The signpost at the entrance reads: ‘Welcome To Yarl’s Wood IRC’. You step inside, having passed a thorough security check where your fingerprint is read, and your clothes and body are scanned. An escort meets you and supervises your every step until you leave the building.
The walls are decorated with fig leaf paintings of flowers and happy faces of people with different skin colours holding hands. World maps are painted across walls, acting as constant and perhaps unintended reminders to the women of our man-made borders and where they’re headed. Posters promoting ‘Equality and Tolerance’ are everywhere, paying lip service to the values we supposedly cherish in the UK. How ironic to promote equality and tolerance in a facility that detains women simply because, through the accident of birth, they are from another place.
There are guides on shelves and tables for those being returned to so-called ‘safe countries’. For example: ‘Returning to Iraq’. In 16 pages you’re taught about Iraq’s healthcare, education, and employment systems; and you’re given a list of Iraqi public holidays.

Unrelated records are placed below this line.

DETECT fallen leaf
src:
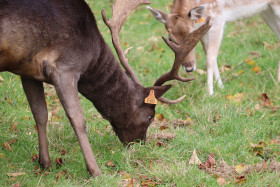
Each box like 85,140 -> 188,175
188,149 -> 202,165
204,153 -> 215,169
249,51 -> 261,58
235,164 -> 247,174
234,175 -> 247,184
106,160 -> 115,167
10,139 -> 17,145
220,64 -> 232,72
263,41 -> 273,50
159,125 -> 168,131
226,93 -> 245,103
141,179 -> 158,187
12,183 -> 21,187
0,153 -> 4,158
10,122 -> 18,133
155,113 -> 165,122
122,178 -> 134,187
56,158 -> 63,166
250,141 -> 267,156
217,177 -> 227,186
3,142 -> 12,152
261,93 -> 273,107
252,65 -> 261,73
55,170 -> 68,182
60,150 -> 68,156
244,58 -> 255,65
156,141 -> 163,147
235,70 -> 245,76
6,172 -> 26,177
123,173 -> 132,179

Iraq looks safe and recovered from the ravages of war still present, contrary to everything you know about it. Contrary to what those being returned there experienced and ran away from.

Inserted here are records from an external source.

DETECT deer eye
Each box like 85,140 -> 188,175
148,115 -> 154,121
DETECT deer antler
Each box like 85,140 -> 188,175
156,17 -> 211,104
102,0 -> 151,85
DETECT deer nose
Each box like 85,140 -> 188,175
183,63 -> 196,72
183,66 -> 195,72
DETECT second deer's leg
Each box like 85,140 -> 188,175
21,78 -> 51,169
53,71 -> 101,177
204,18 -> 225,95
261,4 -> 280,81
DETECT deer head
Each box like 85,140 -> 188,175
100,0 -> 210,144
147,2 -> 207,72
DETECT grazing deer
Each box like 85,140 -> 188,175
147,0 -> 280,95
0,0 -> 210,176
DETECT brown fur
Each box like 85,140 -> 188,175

And then there are the women. Roaming around in their slippers, tracksuits, and baggy shirts. In general, they look tired and speak in a monotone. There’s no laughter – just silence, quiet conversations, or sounds of crying. Some are mentally incapacitated – having histories of being tortured, trafficked, and abused. Some are spiralling further into depression, and sleep is a rare luxury for them. Some feel hopeless, and some feel hopeful but with caution. Their stories are all different but with frighteningly common themes of injustice and vulnerability. Tears are normal here: “Who’s going to look after my 84 year-old mother?” - “I miss my child” - “I thought I knew what torture was until I got here.” – “Help me. Please.”
Stepping outside, there are a few women waiting to board the minibus with their small suitcases. They were released and are now free. But for how long?